Ian Wilson, a political researcher at Murdoch University in Australia commented, “The MD3 Act is quite remarkable in terms of granting powers to the House of Representatives, comparable to – and even beyond – the judiciary; sort of a parallel system.”

“The justification given that this is meant to protect the parliament’s good name from inappropriate humiliation is extremely unreasonable in the current political climate, and will undoubtedly increase public perception of the House as an institution of self-interest,” Wilson said.

Sindonews reported, Sufmi Dasco Ahmad, the Chairman of the House Ethics Council (MKD) gave one example of a statement that can be snared with one of the articles in the amendment.
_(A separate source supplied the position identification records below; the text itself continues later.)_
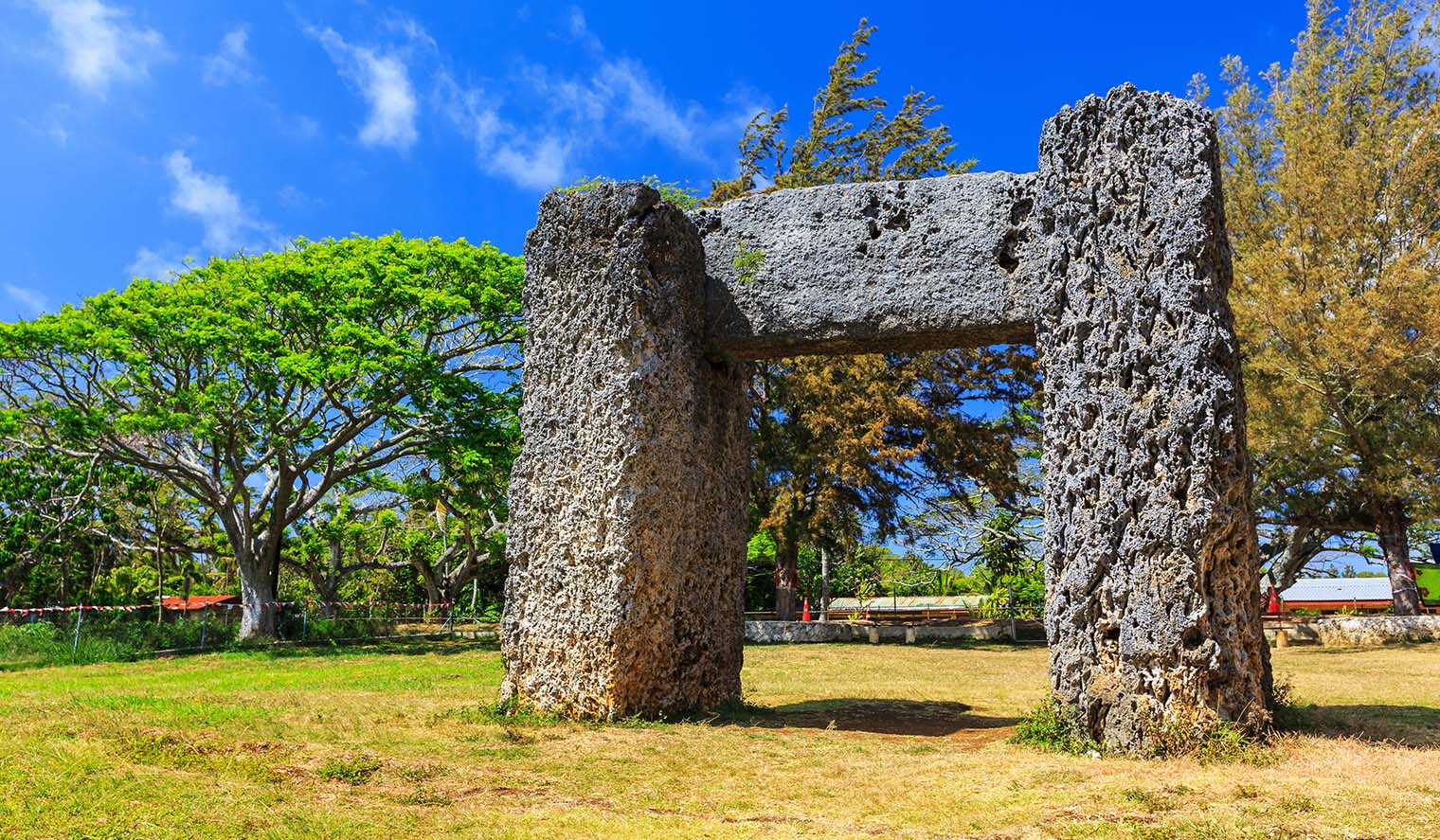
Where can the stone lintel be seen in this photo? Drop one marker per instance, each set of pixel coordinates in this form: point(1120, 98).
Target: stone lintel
point(872, 268)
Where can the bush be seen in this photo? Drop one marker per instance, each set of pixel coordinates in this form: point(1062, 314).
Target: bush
point(1055, 728)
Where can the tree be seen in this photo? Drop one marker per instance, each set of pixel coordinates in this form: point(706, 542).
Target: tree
point(47, 507)
point(1334, 216)
point(841, 440)
point(258, 385)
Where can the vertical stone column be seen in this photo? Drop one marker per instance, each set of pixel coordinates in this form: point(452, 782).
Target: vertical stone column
point(1151, 559)
point(626, 505)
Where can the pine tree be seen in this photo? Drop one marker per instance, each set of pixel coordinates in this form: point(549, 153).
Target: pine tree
point(842, 440)
point(1331, 179)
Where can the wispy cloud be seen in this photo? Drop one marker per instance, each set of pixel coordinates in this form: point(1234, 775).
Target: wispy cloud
point(99, 44)
point(32, 304)
point(384, 80)
point(227, 226)
point(539, 125)
point(230, 63)
point(503, 149)
point(52, 124)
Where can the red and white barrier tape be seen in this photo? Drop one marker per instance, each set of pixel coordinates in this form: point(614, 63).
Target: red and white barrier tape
point(257, 604)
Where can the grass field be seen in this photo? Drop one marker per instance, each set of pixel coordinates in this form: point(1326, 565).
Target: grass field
point(855, 741)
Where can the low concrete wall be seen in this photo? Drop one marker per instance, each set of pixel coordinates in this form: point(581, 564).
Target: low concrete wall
point(1296, 634)
point(816, 632)
point(1364, 631)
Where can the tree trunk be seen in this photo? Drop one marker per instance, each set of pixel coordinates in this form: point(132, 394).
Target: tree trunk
point(258, 587)
point(786, 577)
point(1395, 544)
point(824, 584)
point(1301, 546)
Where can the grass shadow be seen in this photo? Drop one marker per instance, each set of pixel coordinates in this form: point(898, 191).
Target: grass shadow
point(1397, 725)
point(925, 718)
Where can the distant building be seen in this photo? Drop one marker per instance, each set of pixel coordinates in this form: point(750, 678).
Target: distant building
point(177, 606)
point(1338, 596)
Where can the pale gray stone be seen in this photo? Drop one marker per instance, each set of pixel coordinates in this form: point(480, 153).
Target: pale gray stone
point(873, 266)
point(626, 504)
point(626, 538)
point(1149, 546)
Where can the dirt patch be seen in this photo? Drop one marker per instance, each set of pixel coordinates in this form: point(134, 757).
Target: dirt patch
point(916, 718)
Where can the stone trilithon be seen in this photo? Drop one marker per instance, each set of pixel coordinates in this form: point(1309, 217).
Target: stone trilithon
point(628, 531)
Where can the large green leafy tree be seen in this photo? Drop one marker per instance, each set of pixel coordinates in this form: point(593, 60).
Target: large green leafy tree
point(49, 508)
point(258, 385)
point(1332, 197)
point(841, 442)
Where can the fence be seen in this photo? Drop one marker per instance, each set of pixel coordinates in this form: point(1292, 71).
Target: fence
point(104, 634)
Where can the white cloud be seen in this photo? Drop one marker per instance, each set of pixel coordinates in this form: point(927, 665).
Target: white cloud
point(539, 125)
point(226, 224)
point(210, 200)
point(644, 105)
point(298, 127)
point(229, 65)
point(501, 149)
point(384, 80)
point(99, 45)
point(32, 304)
point(158, 265)
point(581, 32)
point(50, 125)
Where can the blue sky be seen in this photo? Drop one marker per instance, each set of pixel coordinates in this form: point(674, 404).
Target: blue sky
point(135, 134)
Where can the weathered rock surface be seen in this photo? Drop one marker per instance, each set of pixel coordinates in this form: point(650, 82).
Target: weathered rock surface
point(867, 268)
point(1149, 551)
point(626, 540)
point(626, 505)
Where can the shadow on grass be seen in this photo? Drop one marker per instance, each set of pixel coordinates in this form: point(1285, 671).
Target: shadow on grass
point(1398, 725)
point(320, 648)
point(376, 648)
point(927, 718)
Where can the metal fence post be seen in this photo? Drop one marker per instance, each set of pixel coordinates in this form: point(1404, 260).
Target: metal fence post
point(75, 649)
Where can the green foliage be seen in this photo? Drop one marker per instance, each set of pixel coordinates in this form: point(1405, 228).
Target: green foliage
point(1054, 728)
point(107, 637)
point(1206, 741)
point(841, 440)
point(1329, 173)
point(670, 191)
point(354, 770)
point(262, 385)
point(747, 262)
point(850, 135)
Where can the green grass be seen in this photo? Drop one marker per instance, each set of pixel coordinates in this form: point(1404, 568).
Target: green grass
point(834, 741)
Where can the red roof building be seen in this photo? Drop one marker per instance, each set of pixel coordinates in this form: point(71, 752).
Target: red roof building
point(194, 603)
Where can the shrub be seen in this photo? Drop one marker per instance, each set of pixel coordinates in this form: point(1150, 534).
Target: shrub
point(351, 770)
point(1055, 728)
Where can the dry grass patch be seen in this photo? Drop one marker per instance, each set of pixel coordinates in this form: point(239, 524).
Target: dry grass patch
point(836, 741)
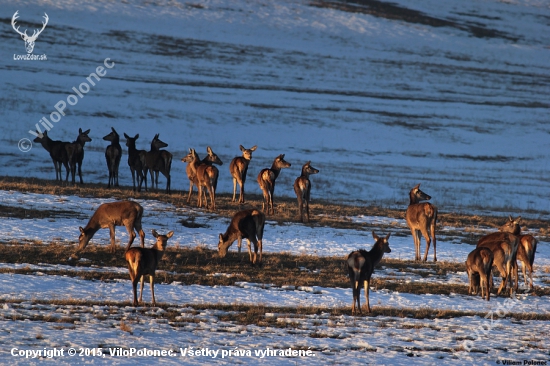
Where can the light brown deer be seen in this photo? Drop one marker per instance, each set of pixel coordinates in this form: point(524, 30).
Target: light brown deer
point(421, 218)
point(302, 188)
point(157, 160)
point(238, 169)
point(478, 266)
point(361, 266)
point(266, 180)
point(113, 153)
point(109, 215)
point(144, 261)
point(203, 174)
point(503, 259)
point(506, 234)
point(136, 162)
point(527, 247)
point(57, 151)
point(75, 153)
point(246, 224)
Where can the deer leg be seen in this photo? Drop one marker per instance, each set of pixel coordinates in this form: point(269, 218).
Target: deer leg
point(366, 284)
point(112, 234)
point(152, 282)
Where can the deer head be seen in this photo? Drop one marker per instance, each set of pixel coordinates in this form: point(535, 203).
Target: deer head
point(29, 40)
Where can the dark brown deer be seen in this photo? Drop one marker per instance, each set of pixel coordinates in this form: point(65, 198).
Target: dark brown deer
point(266, 180)
point(113, 153)
point(361, 266)
point(421, 219)
point(238, 169)
point(246, 224)
point(478, 266)
point(527, 247)
point(302, 188)
point(136, 162)
point(75, 152)
point(144, 261)
point(109, 215)
point(57, 151)
point(157, 161)
point(503, 259)
point(209, 173)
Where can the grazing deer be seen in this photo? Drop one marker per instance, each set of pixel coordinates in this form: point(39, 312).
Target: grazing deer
point(113, 153)
point(478, 265)
point(207, 173)
point(266, 180)
point(246, 224)
point(109, 215)
point(144, 261)
point(527, 246)
point(157, 160)
point(302, 187)
point(238, 169)
point(57, 151)
point(136, 162)
point(503, 259)
point(421, 217)
point(75, 152)
point(361, 266)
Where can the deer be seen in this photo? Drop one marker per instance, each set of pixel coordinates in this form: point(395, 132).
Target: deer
point(421, 217)
point(109, 215)
point(527, 246)
point(113, 153)
point(302, 188)
point(478, 265)
point(136, 162)
point(361, 265)
point(144, 261)
point(75, 152)
point(266, 180)
point(57, 152)
point(238, 169)
point(204, 171)
point(503, 259)
point(157, 160)
point(246, 224)
point(29, 40)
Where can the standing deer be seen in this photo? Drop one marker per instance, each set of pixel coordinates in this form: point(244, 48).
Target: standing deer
point(527, 246)
point(266, 180)
point(136, 162)
point(421, 217)
point(75, 152)
point(503, 258)
point(361, 266)
point(144, 261)
point(206, 171)
point(113, 153)
point(302, 187)
point(58, 153)
point(246, 224)
point(109, 215)
point(478, 266)
point(157, 160)
point(238, 169)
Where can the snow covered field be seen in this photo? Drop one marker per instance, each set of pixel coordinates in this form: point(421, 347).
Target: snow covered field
point(378, 96)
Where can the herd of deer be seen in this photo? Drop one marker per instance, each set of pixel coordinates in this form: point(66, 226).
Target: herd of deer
point(501, 248)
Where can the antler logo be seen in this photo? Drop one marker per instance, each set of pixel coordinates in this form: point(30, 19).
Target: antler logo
point(29, 41)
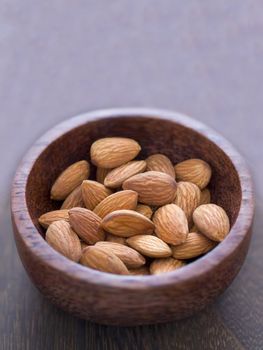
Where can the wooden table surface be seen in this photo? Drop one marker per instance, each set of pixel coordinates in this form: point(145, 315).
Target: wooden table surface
point(57, 59)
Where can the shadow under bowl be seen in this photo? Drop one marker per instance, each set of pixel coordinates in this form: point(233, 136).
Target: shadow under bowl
point(131, 300)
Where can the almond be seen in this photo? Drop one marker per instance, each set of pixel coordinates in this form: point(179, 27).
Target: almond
point(101, 174)
point(140, 271)
point(93, 193)
point(69, 179)
point(63, 239)
point(149, 245)
point(74, 199)
point(165, 265)
point(194, 229)
point(144, 210)
point(196, 244)
point(117, 201)
point(205, 197)
point(153, 187)
point(171, 224)
point(115, 239)
point(187, 198)
point(212, 221)
point(101, 260)
point(117, 176)
point(86, 224)
point(126, 223)
point(161, 163)
point(129, 256)
point(194, 170)
point(83, 245)
point(112, 152)
point(48, 218)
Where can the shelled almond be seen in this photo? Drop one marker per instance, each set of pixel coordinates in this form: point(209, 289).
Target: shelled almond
point(138, 216)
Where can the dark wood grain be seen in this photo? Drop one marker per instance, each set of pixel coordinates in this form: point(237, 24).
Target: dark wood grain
point(129, 300)
point(203, 58)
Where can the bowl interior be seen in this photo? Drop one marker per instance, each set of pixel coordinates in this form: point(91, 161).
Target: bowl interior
point(155, 136)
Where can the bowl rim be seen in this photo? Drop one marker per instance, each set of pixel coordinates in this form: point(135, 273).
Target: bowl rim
point(30, 235)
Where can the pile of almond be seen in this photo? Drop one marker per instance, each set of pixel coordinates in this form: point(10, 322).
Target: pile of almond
point(139, 217)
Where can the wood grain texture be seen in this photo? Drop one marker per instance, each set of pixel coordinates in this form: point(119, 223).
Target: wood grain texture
point(140, 300)
point(202, 58)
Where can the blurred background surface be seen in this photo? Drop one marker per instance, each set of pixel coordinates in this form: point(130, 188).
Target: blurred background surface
point(58, 59)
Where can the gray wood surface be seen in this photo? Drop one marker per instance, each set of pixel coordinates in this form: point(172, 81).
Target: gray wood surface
point(57, 59)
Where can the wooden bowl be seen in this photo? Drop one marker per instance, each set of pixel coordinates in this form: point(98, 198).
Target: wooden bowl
point(131, 300)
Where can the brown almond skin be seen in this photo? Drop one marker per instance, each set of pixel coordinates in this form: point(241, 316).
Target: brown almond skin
point(74, 199)
point(86, 224)
point(196, 171)
point(187, 198)
point(205, 197)
point(115, 239)
point(69, 179)
point(196, 244)
point(93, 193)
point(144, 210)
point(117, 201)
point(117, 176)
point(153, 187)
point(126, 223)
point(159, 266)
point(111, 152)
point(101, 260)
point(140, 271)
point(63, 239)
point(130, 257)
point(150, 246)
point(101, 173)
point(171, 224)
point(212, 221)
point(83, 245)
point(55, 215)
point(159, 162)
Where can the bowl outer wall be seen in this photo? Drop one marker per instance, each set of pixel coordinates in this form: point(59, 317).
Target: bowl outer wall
point(159, 290)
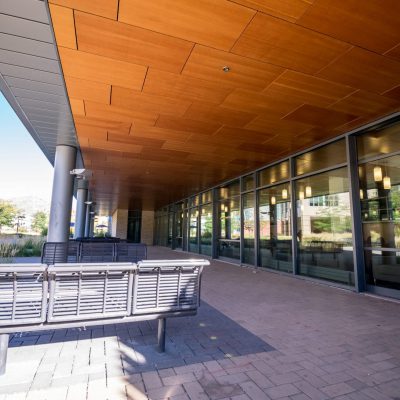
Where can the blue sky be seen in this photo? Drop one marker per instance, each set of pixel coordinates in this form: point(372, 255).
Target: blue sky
point(24, 170)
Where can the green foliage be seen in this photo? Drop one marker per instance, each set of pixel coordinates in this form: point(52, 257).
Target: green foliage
point(8, 212)
point(40, 221)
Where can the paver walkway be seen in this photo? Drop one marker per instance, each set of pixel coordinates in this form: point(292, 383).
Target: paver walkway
point(258, 335)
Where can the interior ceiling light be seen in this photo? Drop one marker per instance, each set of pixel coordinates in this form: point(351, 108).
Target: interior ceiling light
point(378, 174)
point(386, 183)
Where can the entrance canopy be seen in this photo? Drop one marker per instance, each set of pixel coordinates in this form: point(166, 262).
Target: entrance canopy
point(171, 97)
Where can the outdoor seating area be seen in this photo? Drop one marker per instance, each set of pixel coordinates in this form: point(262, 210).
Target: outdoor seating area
point(92, 251)
point(40, 297)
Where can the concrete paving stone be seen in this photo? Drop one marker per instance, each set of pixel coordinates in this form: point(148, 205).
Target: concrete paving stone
point(287, 389)
point(253, 391)
point(259, 379)
point(337, 390)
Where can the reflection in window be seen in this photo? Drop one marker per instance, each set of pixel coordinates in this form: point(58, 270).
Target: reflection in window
point(193, 230)
point(324, 231)
point(206, 229)
point(229, 228)
point(380, 213)
point(248, 228)
point(275, 228)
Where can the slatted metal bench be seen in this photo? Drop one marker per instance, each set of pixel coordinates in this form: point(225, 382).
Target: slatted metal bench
point(37, 297)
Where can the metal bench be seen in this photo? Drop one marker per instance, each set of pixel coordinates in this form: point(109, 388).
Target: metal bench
point(36, 297)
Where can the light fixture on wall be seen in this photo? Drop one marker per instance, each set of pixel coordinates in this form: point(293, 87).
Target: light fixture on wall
point(377, 174)
point(387, 184)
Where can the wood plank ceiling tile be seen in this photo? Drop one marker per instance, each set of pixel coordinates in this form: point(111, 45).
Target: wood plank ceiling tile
point(102, 69)
point(187, 125)
point(88, 90)
point(206, 63)
point(130, 43)
point(140, 101)
point(365, 70)
point(64, 26)
point(372, 24)
point(364, 103)
point(104, 8)
point(290, 10)
point(213, 113)
point(214, 24)
point(309, 89)
point(291, 46)
point(118, 114)
point(183, 87)
point(318, 116)
point(269, 103)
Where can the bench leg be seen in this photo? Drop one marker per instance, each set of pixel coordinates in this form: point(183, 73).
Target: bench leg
point(161, 334)
point(3, 352)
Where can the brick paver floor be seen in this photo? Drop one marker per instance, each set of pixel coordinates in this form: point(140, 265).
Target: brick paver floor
point(258, 335)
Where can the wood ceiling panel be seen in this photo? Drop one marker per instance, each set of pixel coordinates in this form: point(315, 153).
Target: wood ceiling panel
point(365, 70)
point(118, 114)
point(104, 8)
point(77, 106)
point(365, 103)
point(277, 126)
point(318, 116)
point(102, 69)
point(367, 24)
point(140, 101)
point(88, 90)
point(290, 10)
point(309, 89)
point(64, 26)
point(183, 87)
point(131, 44)
point(225, 116)
point(207, 64)
point(291, 46)
point(215, 24)
point(269, 103)
point(187, 125)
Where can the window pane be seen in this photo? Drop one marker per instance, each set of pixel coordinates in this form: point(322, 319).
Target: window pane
point(324, 157)
point(275, 228)
point(229, 228)
point(206, 229)
point(379, 142)
point(193, 237)
point(248, 228)
point(324, 227)
point(276, 173)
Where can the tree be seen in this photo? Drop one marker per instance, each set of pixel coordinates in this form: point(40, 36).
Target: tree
point(40, 222)
point(8, 212)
Article 122 establishes that MKD may take legal steps and/or other measures against individuals, groups of persons, or legal entities that undermine the honor of the council and members of the People’s Legislative Assembly.

“Someone once said that all the House of Representatives members are robbers, thieves, while in fact not all of them; that’s what we think is weakening the House respectability.” said Dasco Ahmad, adding that constructive criticism is not to be snared with the article.

“If it’s a constructive criticism then it’s alright,” said the politician from the Gerindra Party.

He admitted that at present many people criticize the House. “The scientific criticism is nothing, we think it’s a process of democracy, we have never reported them, despite that with Article 119 (article in the old MD3 Act) it is enough for MKD to do it,” he added.

Indonesian journalists also expressed disappointment over the amendment, which would further reduce their already restricted press freedom.

Abdul Manan, chairman of the Alliance of Independent Journalists said, “The subjective nature of the composition of the words can make journalists easily trapped while doing their work, and the law can be another tool to suppress or intimidate the press.”